Monday, April 20, 2009


The first book that ever really affected me in some way was The Giver by Lois Lowry. I was in 8th grade and it was one of the books that our class was assigned to read. It was the first book I couldn’t put down, and even though my teacher gave us a span of almost a month to read the novel, I read the whole thing in just three days. I have always loved books that portray a unique pseudo reality. Lowry created a unique world where the people experienced no pain, and the role of the giver was to sacrifice him/herself and indulge all of the communities pain and true reality. Jonah and the Giver’s role in Lowry’s society was take on the real world and cope with a range of emotions and reality. I guess it mattered to me so much because I realized that in reality all people are like Jonah and the Giver, we all feel pain and the affects of the world that surrounds us. It made me realize how we should be thankful for being given the choice to decide on our actions, and understand that sometimes that attribute may be painful at times.

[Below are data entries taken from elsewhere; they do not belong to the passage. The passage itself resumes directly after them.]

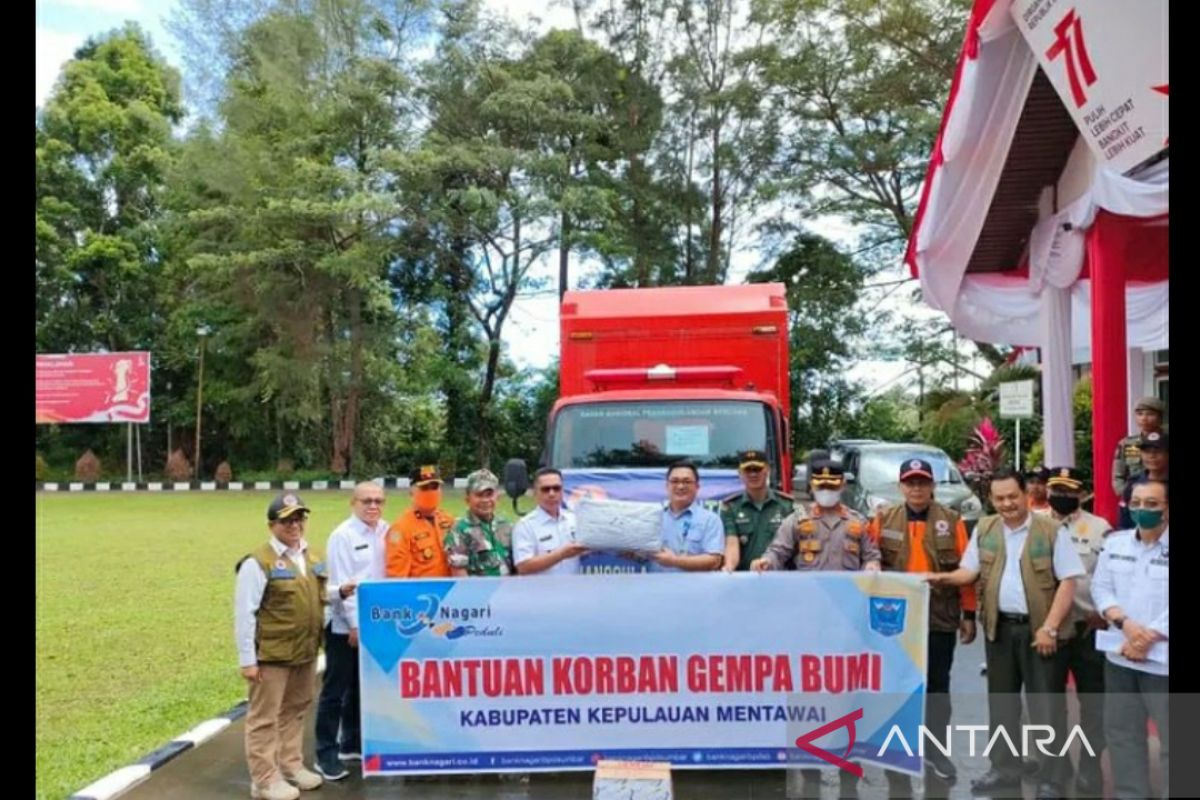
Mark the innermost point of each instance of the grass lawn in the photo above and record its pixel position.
(135, 618)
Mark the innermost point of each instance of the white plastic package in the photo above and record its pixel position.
(621, 525)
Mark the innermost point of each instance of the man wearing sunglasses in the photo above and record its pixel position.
(753, 516)
(279, 614)
(413, 546)
(354, 554)
(544, 540)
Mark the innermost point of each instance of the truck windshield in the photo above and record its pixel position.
(654, 433)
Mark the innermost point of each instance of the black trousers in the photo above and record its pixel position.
(339, 704)
(1129, 698)
(1014, 665)
(1086, 665)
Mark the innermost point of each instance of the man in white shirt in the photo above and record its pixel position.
(1132, 590)
(544, 540)
(279, 609)
(354, 553)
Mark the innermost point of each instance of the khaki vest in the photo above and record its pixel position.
(941, 551)
(291, 615)
(1037, 571)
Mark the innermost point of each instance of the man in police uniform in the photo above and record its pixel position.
(1132, 590)
(480, 543)
(1084, 661)
(829, 536)
(753, 516)
(921, 536)
(1026, 570)
(1036, 486)
(414, 546)
(279, 615)
(1127, 458)
(1155, 453)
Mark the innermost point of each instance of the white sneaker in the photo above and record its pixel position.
(305, 779)
(277, 791)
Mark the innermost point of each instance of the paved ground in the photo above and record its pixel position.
(217, 769)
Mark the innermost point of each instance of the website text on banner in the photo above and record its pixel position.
(702, 671)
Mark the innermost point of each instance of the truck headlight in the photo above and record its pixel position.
(971, 507)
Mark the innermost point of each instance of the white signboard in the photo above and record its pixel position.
(1017, 400)
(1109, 62)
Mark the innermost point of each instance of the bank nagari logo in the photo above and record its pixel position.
(888, 614)
(431, 614)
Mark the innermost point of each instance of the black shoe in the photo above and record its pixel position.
(995, 781)
(941, 765)
(1089, 783)
(1049, 792)
(331, 769)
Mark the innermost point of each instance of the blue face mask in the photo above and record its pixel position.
(1146, 518)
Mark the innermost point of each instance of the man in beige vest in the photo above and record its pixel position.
(279, 615)
(1084, 661)
(1026, 573)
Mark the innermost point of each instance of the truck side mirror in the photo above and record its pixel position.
(516, 479)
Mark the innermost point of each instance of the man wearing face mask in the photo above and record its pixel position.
(1026, 570)
(1132, 590)
(1084, 662)
(922, 535)
(1127, 459)
(1036, 487)
(414, 546)
(823, 535)
(1153, 450)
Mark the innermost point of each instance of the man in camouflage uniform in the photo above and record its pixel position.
(480, 543)
(823, 535)
(1127, 459)
(751, 516)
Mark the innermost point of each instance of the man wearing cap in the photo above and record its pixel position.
(414, 541)
(354, 553)
(544, 540)
(921, 536)
(753, 516)
(1153, 451)
(823, 535)
(1084, 661)
(1036, 487)
(480, 543)
(1126, 461)
(279, 612)
(1026, 570)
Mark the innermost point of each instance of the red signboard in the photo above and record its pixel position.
(94, 388)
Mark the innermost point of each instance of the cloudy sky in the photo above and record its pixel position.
(532, 334)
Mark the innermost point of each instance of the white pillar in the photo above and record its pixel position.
(1057, 386)
(1137, 383)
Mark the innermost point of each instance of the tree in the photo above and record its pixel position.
(822, 289)
(289, 216)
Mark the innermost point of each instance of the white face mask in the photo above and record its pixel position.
(827, 498)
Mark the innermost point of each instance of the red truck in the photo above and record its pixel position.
(652, 376)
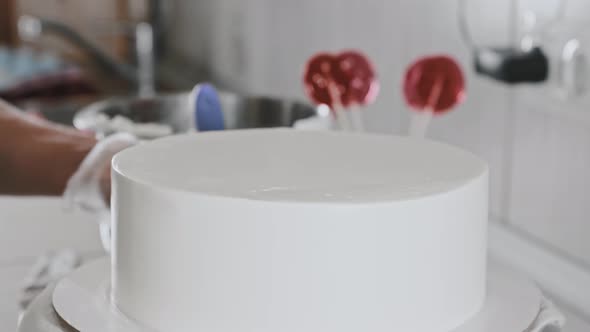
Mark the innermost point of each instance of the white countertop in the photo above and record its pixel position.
(30, 227)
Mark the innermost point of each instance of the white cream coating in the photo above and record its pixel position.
(280, 230)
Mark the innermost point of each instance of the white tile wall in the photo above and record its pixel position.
(539, 159)
(260, 46)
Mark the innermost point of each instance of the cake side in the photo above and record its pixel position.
(186, 261)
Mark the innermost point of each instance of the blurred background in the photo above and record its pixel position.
(57, 56)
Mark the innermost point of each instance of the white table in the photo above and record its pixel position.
(30, 227)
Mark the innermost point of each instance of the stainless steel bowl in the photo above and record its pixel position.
(175, 111)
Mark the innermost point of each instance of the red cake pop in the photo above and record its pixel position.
(340, 81)
(422, 78)
(318, 77)
(355, 77)
(432, 85)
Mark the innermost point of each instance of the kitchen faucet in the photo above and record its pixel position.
(142, 77)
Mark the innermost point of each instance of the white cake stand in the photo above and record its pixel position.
(81, 300)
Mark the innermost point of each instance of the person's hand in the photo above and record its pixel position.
(38, 157)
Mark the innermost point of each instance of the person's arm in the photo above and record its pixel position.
(38, 157)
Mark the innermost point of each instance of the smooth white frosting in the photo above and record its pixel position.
(284, 231)
(287, 165)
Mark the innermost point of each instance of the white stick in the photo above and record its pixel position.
(356, 117)
(420, 121)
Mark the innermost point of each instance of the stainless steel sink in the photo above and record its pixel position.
(177, 111)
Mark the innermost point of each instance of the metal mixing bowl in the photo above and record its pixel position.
(175, 110)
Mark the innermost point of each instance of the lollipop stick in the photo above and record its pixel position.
(356, 118)
(420, 121)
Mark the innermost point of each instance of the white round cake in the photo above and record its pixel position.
(278, 230)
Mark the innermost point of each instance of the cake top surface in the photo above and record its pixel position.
(300, 166)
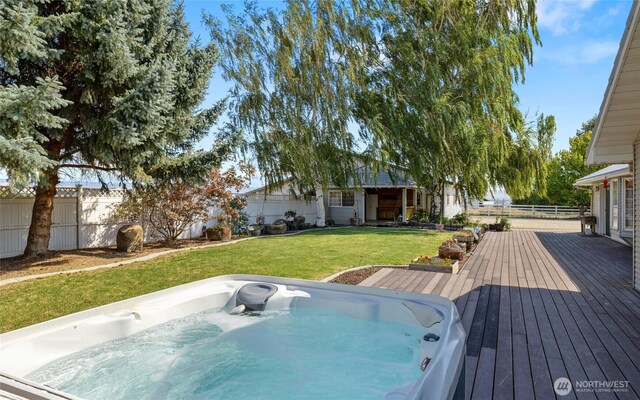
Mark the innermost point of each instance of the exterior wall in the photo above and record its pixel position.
(636, 217)
(620, 234)
(273, 207)
(341, 215)
(596, 208)
(451, 205)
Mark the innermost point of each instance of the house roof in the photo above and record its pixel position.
(612, 171)
(385, 178)
(618, 126)
(393, 177)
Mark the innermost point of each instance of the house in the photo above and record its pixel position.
(384, 196)
(611, 201)
(616, 137)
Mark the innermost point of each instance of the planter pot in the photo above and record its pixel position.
(467, 240)
(449, 269)
(451, 254)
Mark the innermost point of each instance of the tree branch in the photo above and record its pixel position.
(88, 166)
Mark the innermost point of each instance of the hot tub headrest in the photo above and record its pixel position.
(254, 296)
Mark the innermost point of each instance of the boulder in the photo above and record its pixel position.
(276, 229)
(130, 238)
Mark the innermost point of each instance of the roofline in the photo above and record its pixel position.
(623, 50)
(623, 172)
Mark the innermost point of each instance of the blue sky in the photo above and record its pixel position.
(571, 69)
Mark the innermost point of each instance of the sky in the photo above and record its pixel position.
(569, 75)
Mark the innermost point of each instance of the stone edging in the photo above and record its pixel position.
(151, 256)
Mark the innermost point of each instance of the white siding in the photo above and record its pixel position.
(636, 217)
(273, 207)
(341, 215)
(595, 207)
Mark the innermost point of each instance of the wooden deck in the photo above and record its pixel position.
(537, 306)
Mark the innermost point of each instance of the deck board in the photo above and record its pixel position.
(537, 306)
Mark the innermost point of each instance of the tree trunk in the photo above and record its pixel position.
(320, 214)
(40, 229)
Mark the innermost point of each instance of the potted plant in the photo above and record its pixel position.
(435, 264)
(450, 249)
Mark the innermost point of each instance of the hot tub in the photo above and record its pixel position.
(244, 336)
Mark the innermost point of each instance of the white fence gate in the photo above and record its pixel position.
(81, 217)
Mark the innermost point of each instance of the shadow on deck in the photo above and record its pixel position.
(538, 306)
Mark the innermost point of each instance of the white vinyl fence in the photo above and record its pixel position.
(81, 217)
(526, 211)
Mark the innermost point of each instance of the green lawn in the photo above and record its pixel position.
(311, 255)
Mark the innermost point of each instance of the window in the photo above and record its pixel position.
(335, 198)
(348, 199)
(628, 204)
(341, 199)
(614, 204)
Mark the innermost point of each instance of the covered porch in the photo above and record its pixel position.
(393, 204)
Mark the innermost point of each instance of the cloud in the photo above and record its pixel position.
(589, 52)
(561, 17)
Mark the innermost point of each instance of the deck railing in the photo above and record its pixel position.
(526, 211)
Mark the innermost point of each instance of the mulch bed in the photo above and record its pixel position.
(355, 277)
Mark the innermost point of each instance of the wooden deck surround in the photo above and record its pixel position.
(537, 306)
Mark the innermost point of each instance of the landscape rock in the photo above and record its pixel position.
(276, 229)
(130, 238)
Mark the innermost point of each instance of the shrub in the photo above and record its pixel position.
(505, 223)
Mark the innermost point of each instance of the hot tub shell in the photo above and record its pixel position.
(24, 350)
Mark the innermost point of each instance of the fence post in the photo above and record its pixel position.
(79, 238)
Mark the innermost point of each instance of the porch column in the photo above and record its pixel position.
(361, 211)
(404, 204)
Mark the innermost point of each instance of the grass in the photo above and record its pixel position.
(311, 255)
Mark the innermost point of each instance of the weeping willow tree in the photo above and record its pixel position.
(430, 84)
(292, 93)
(440, 100)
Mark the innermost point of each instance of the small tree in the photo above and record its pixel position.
(166, 211)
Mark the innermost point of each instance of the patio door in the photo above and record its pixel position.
(607, 207)
(372, 207)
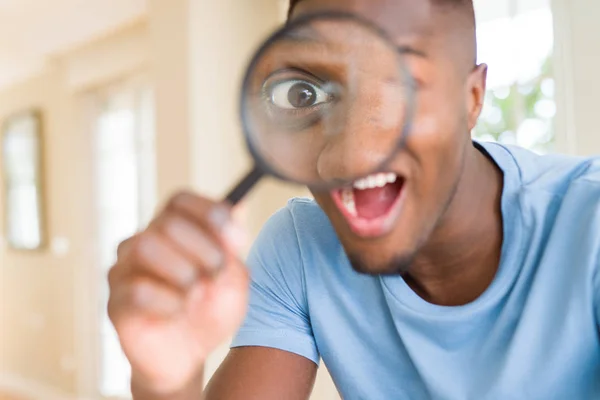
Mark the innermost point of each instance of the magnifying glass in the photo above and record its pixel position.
(321, 84)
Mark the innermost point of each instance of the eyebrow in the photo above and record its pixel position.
(311, 35)
(411, 51)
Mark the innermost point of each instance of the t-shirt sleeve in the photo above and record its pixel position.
(278, 313)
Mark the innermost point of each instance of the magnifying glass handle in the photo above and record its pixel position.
(244, 186)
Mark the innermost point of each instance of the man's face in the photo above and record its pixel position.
(392, 223)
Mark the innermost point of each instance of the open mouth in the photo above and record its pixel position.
(371, 204)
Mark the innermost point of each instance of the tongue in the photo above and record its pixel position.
(374, 203)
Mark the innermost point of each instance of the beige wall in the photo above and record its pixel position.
(48, 305)
(46, 296)
(37, 289)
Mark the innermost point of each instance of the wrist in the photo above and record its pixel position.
(141, 389)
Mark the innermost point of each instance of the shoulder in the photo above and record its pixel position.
(293, 233)
(553, 174)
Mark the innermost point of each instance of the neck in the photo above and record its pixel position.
(461, 258)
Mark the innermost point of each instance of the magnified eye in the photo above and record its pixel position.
(297, 94)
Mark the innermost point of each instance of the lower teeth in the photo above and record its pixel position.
(348, 201)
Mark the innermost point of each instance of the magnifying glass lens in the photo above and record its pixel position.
(326, 100)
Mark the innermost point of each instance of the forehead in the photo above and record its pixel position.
(402, 19)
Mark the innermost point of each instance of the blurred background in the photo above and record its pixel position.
(107, 107)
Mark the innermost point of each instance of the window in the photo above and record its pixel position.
(515, 38)
(126, 196)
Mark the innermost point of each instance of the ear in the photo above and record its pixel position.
(476, 85)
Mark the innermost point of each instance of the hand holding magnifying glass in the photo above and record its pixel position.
(314, 89)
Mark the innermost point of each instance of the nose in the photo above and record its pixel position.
(366, 135)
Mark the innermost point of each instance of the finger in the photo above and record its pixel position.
(145, 296)
(124, 246)
(198, 245)
(152, 254)
(214, 216)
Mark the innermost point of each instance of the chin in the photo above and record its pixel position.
(394, 265)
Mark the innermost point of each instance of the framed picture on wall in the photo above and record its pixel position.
(21, 147)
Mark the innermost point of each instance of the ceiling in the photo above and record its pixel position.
(32, 30)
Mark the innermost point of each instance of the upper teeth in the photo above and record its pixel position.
(376, 180)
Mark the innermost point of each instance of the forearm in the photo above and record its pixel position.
(193, 391)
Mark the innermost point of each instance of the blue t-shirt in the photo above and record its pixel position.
(533, 334)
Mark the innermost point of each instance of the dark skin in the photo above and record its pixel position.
(447, 240)
(171, 310)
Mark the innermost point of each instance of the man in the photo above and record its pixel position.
(481, 282)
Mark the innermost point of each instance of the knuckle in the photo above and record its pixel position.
(138, 249)
(139, 292)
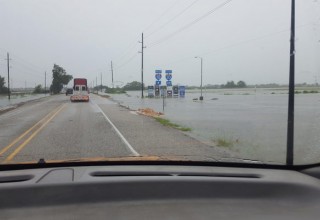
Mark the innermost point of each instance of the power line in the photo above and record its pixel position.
(240, 43)
(125, 63)
(190, 24)
(172, 19)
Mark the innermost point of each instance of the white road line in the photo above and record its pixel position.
(134, 152)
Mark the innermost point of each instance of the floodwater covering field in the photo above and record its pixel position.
(250, 122)
(18, 98)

Like I said in the autobiography before, reading books gained a reward in my family, and I was always the little bookworm. Although, my parents were non native English speakers, they knew that books were important for education, so they tried very hard to persuade all of us to read. Since my family is very religious, most of the books read to us when we were children were Bible stories. I enjoyed those stories very much too. I have a big family of seven children including myself, so distractions were always in effect. Those times still remain as a positive memory in my life because we were all together having fun.

The last book that really mattered to me was Ishmael, written by Daniel Quinn. It’s funny thinking about it now because in some way it relates both to The Giver, and the bible stories my mom use to read to us as children. Ishmael reveals another truth about society and the book incorporates many religious aspects. I liked the book because it made me realize it distinguishes two separate types of people in the world, which are the Takers and the Leavers. The takers like to use up all the resources given and feel that they rule over all of the rest of the world. The leavers, who are more primitive feel that they are connected or as equal the world/environment. The problem is that the Takers are persuading the bulk of society, so they use up all of the earth’s resources for their own wellbeing. The book made me realize that the American society as a whole carries the Taker attitude because we feel that we must have control over everything over the world. I guess I really like books that reveal the differences in culture and people.